I'm looking for a dish soap recipe, I've found a great dishwasher soap recipe, but I'm almost out of liquid dish soap and would rather make my own rather than buying from a store. Anyone have any good recipes?


----------



## LonelyNorthwind (Mar 6, 2010)

I found this on pintrest. Haven't had time to try it yet but would love to know if you do and how it turns out. Just reading thru it looks like a lot of work but I bet it's worth it.
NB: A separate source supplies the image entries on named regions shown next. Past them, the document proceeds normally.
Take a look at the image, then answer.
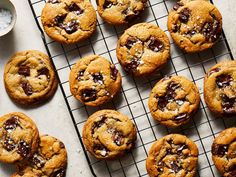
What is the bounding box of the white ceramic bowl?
[0,0,17,37]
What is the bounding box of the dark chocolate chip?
[3,137,16,151]
[48,0,60,4]
[50,168,66,177]
[125,37,138,49]
[103,0,113,9]
[112,131,123,146]
[32,154,46,168]
[91,116,107,134]
[81,89,97,102]
[170,162,182,173]
[221,95,236,114]
[3,116,20,131]
[207,68,220,77]
[179,8,190,23]
[38,67,50,79]
[92,73,103,84]
[212,143,229,157]
[202,20,221,42]
[124,59,140,73]
[17,140,31,157]
[64,20,78,34]
[18,65,30,77]
[68,3,84,15]
[174,113,188,122]
[110,64,118,80]
[21,81,33,96]
[216,74,233,88]
[147,36,164,52]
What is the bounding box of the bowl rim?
[0,0,17,37]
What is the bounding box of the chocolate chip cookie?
[211,127,236,177]
[83,110,136,159]
[41,0,97,44]
[4,50,58,105]
[116,23,170,76]
[146,134,198,177]
[167,0,222,53]
[0,112,39,163]
[96,0,147,25]
[69,55,121,106]
[148,76,200,127]
[204,60,236,116]
[14,135,67,177]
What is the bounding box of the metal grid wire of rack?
[28,0,236,177]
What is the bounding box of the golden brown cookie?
[41,0,97,44]
[148,76,200,127]
[116,23,170,76]
[69,55,121,106]
[96,0,147,25]
[146,134,198,177]
[83,110,137,159]
[204,60,236,116]
[14,135,67,177]
[0,112,39,163]
[4,50,58,105]
[167,0,222,53]
[211,127,236,177]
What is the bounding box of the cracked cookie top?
[146,134,198,177]
[116,23,170,76]
[167,0,222,53]
[148,76,200,127]
[4,50,57,105]
[0,112,39,163]
[41,0,96,44]
[13,135,67,177]
[83,110,137,159]
[96,0,147,25]
[204,60,236,116]
[69,55,121,106]
[211,127,236,177]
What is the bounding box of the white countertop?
[0,0,236,177]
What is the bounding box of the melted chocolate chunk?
[3,137,16,151]
[170,162,182,173]
[18,65,30,77]
[207,68,220,77]
[147,36,164,52]
[125,37,138,49]
[112,131,123,146]
[21,81,33,96]
[3,116,20,131]
[124,59,140,73]
[212,143,229,157]
[68,3,84,15]
[103,0,113,9]
[92,73,103,84]
[174,113,188,122]
[50,168,66,177]
[110,65,118,80]
[216,74,233,88]
[48,0,60,4]
[202,20,221,42]
[221,95,236,114]
[32,154,46,168]
[17,140,31,157]
[81,89,97,102]
[91,116,107,134]
[179,8,190,23]
[64,20,78,34]
[38,67,50,79]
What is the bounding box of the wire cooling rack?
[28,0,236,177]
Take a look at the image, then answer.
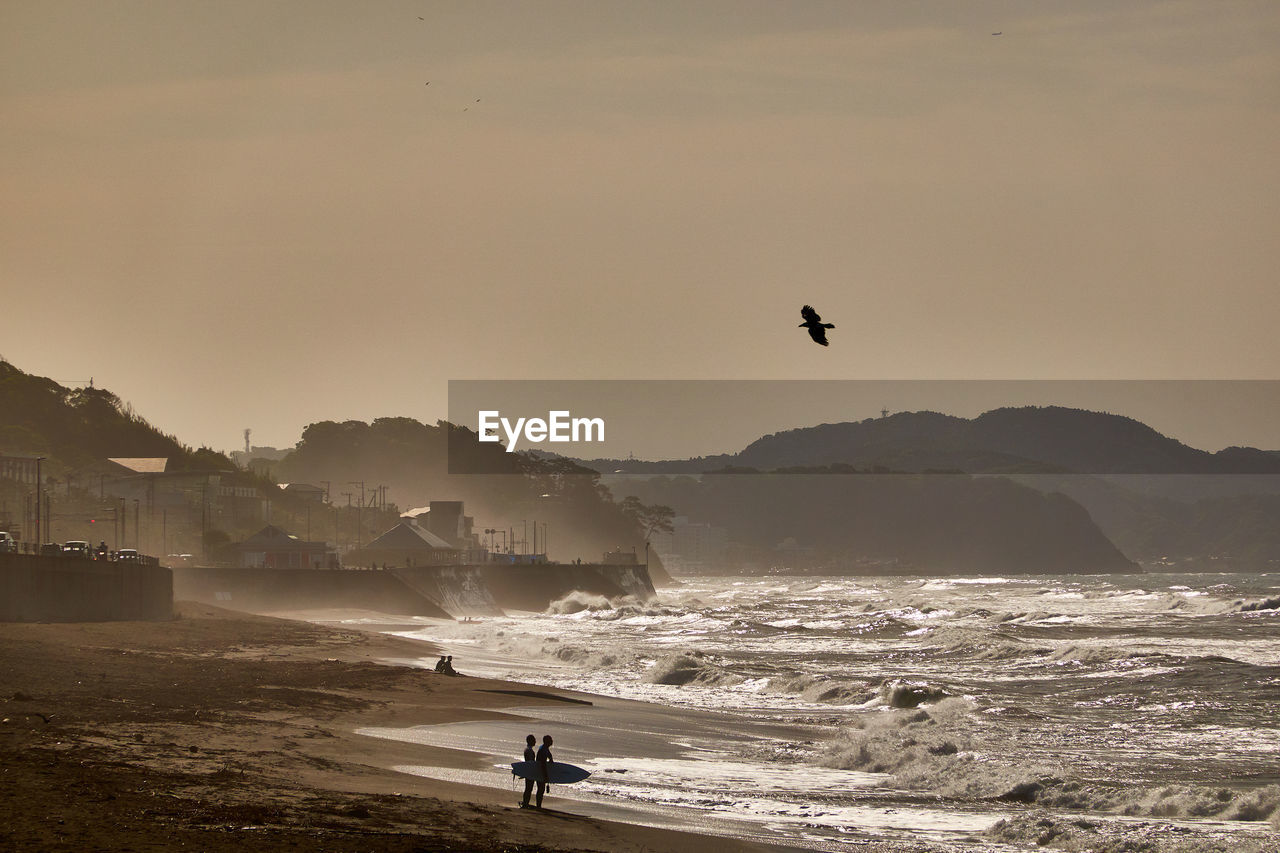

http://chickensintheroad.com/house/crafts/how-to-make-liquid-soap/


----------



## 354508 (Feb 5, 2013)

That does look like quite a bit of work. I have to admit it's a bit daunting, not sure if I want to dive in with this on my first attempt at soap making. My dishwasher recipe is a simple measure, mix, and store recipe. If I do get up the nerve to try this I'll post my results!


----------



## backwoods (Sep 12, 2004)

Saw a vid of WWII where a woman talked about saving soap bits and tying them in a cloth then pouring very hot water over it and swishing it around to liquify it. I haven't tried that, but don't see why it wouldn't work. I'd use plain lye soap or Ivory, also heard Octagon is good if you can find it. (note to self, try this!) If anyone else does this, let's hear from you?


----------



## 354508 (Feb 5, 2013)

That does sound like it would work well, I've been liquifying plain bar soap on the woodstove, perhaps I could find a way to make it work for dish soap.


----------